Daily News Brief
Daily News Brief
Daily News Brief for Tuesday, June 27th, 2023

This is Garrison Hardie with your CrossPolitic Daily News Brief for Tuesday, June 27th, 2023. 


Fight Laugh Feast Conference – Ark Encounter

This year, our Fight Laugh Feast Conference is at the Ark Encounter in Kentucky on The Politics of Six Day Creation. The politics of six day creation is the difference between a fixed standard of justice and a careening standard of justice, the difference between the corrosive relativism that creates mobs and anarchy and the freedom of objectivity, truth, and due process. The politics of six day creation establishes the authority and sufficiency of God’s Word for all of life: from what is a man or a woman, when does human life begin, and how is human society best organized?


Come hear Ken Ham, Pastor Doug Wilson, Dr. Ben Merkle, Dr. Gordon Wilson, me and more, and of course a live CrossPolitic show! Mark your calendars for October 11th-14th, as we fight, laugh, and feast, with beer & psalms, our amazing lineup of speakers, our Rowdy Christian Merch, and a Sabbath Feast to wrap up the occasion. Maybe an infant baptism while we’re at it! Visit fightlaughfeast.com for more information!




On anniversary of Roe v. Wade being overturned, GOP Rep. promotes bill to help expectant mothers


On the anniversary of Roe v. Wade being overturned, Minnesota Republican Congresswoman Michelle Fischbach promoted a proposed bill titled “The HOPE Act” that promotes helping expectant mothers.


“It is crucial that women are supported when facing an unexpected pregnancy, which is why I have introduced The Health, Opportunity, Protecting Life, Education (HOPE) Act, which improves access to prenatal telehealth care, supports positive alternatives to abortion, and improves access to information for expectant mothers, providing tangible ways to help women feel confident during and beyond their pregnancy,” Fischbach wrote in an opinion piece published by The Hill.  


On June 24, 2022, the Supreme Court of the United States ruled to overturn Roe v. Wade, ending the constitutional right to abortion and allowing individual states to decide for themselves on whether to restrict or allow abortions.


The HOPE Act would provide funding for grants and other activities related to maternal care. It would also establish informed consent and parental notification requirements for abortion providers.


“The HOPE Act creates a pilot grant program to provide support and equipment like blood pressure monitors, scales, and portable fetal heart rate monitors to community health providers,” Fischbach wrote. “Increasing telehealth options gives expectant mothers the flexibility they need to receive the care they deserve.” 


It would also prohibit any government funding going to Planned Parenthood.
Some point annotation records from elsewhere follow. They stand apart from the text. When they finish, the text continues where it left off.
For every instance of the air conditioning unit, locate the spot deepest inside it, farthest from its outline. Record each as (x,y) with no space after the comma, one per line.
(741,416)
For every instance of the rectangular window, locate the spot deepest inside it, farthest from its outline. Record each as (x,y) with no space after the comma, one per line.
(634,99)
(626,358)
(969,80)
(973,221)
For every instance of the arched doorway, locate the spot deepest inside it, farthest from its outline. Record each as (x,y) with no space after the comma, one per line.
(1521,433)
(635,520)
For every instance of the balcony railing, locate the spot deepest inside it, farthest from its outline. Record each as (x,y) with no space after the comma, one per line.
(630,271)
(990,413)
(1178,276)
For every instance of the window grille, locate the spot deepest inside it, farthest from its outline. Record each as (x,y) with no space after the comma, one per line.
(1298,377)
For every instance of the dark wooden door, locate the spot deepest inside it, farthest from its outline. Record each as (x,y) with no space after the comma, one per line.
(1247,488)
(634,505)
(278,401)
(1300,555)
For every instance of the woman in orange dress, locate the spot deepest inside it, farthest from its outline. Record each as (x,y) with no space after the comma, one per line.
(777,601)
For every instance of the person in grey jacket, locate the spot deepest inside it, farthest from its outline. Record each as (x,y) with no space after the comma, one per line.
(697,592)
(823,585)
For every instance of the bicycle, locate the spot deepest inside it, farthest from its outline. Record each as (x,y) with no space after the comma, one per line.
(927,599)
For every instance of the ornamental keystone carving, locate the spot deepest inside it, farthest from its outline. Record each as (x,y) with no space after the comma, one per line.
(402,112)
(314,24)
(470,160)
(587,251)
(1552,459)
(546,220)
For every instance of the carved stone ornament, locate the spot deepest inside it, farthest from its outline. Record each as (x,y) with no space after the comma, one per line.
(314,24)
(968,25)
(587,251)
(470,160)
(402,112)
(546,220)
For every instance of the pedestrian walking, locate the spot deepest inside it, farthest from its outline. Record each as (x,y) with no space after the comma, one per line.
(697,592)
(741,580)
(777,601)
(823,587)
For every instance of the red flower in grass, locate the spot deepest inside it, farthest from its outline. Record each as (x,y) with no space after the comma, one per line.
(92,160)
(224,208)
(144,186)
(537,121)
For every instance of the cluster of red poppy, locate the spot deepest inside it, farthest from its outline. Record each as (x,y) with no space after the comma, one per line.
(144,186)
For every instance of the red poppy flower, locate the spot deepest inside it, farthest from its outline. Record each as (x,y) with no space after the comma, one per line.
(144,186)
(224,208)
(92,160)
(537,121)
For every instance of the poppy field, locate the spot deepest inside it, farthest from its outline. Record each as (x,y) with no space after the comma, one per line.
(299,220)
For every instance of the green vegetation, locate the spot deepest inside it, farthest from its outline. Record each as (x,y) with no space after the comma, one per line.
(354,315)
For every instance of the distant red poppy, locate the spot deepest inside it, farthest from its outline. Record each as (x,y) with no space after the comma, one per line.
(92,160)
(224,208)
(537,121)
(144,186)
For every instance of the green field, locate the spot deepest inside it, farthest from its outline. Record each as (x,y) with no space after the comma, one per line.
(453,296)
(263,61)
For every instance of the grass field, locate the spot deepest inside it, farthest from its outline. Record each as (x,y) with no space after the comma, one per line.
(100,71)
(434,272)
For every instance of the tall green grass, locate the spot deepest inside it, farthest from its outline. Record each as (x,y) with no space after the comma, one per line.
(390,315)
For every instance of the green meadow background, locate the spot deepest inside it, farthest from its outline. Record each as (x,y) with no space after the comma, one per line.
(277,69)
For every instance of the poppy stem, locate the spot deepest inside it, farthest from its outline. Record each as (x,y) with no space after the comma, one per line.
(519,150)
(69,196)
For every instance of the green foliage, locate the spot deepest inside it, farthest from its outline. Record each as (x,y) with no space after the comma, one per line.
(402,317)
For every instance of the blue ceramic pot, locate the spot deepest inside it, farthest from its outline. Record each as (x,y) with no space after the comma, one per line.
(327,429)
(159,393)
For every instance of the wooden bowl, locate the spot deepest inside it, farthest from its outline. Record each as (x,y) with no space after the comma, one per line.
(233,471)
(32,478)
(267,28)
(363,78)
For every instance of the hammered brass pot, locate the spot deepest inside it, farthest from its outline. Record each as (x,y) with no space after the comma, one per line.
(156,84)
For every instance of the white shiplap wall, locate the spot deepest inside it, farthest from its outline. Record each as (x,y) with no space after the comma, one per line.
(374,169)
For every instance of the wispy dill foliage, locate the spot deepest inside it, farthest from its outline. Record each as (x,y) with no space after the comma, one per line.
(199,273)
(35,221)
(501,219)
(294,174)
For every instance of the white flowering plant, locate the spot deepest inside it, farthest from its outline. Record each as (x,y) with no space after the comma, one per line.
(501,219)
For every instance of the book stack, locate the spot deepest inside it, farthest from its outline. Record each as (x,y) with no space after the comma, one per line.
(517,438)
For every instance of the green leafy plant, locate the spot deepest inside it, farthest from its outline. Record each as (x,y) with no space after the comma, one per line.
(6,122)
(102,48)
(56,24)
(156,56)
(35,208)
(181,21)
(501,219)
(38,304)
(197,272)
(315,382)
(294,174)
Bud Light sponsors Toronto Pride parade attended by naked men, children


Bud Light is serving as an official sponsor of the Toronto Pride parade, where video footage shows naked men standing around and riding bicycles in clear view of children attending the event.


The footage, captured by Beth Baisch of the Post Millennial, shows dozens of attendees riding past a large cheering crowd. The fully naked bikers, some covered in paint or tattoos, wave back at the crowd. One naked man high-fives an onlooker while another peddles a recumbent bike with a gold blow-up swan adorned around his neck.


A second video shows a group of naked men with hats standing in a circle amidst the crowd. Several children walk past the group of men with their families.


Another clip shows a person wearing a giant penis costume that covers his entire head. The camera captures a young girl sitting in a stroller and staring toward the phallic-costumed individual.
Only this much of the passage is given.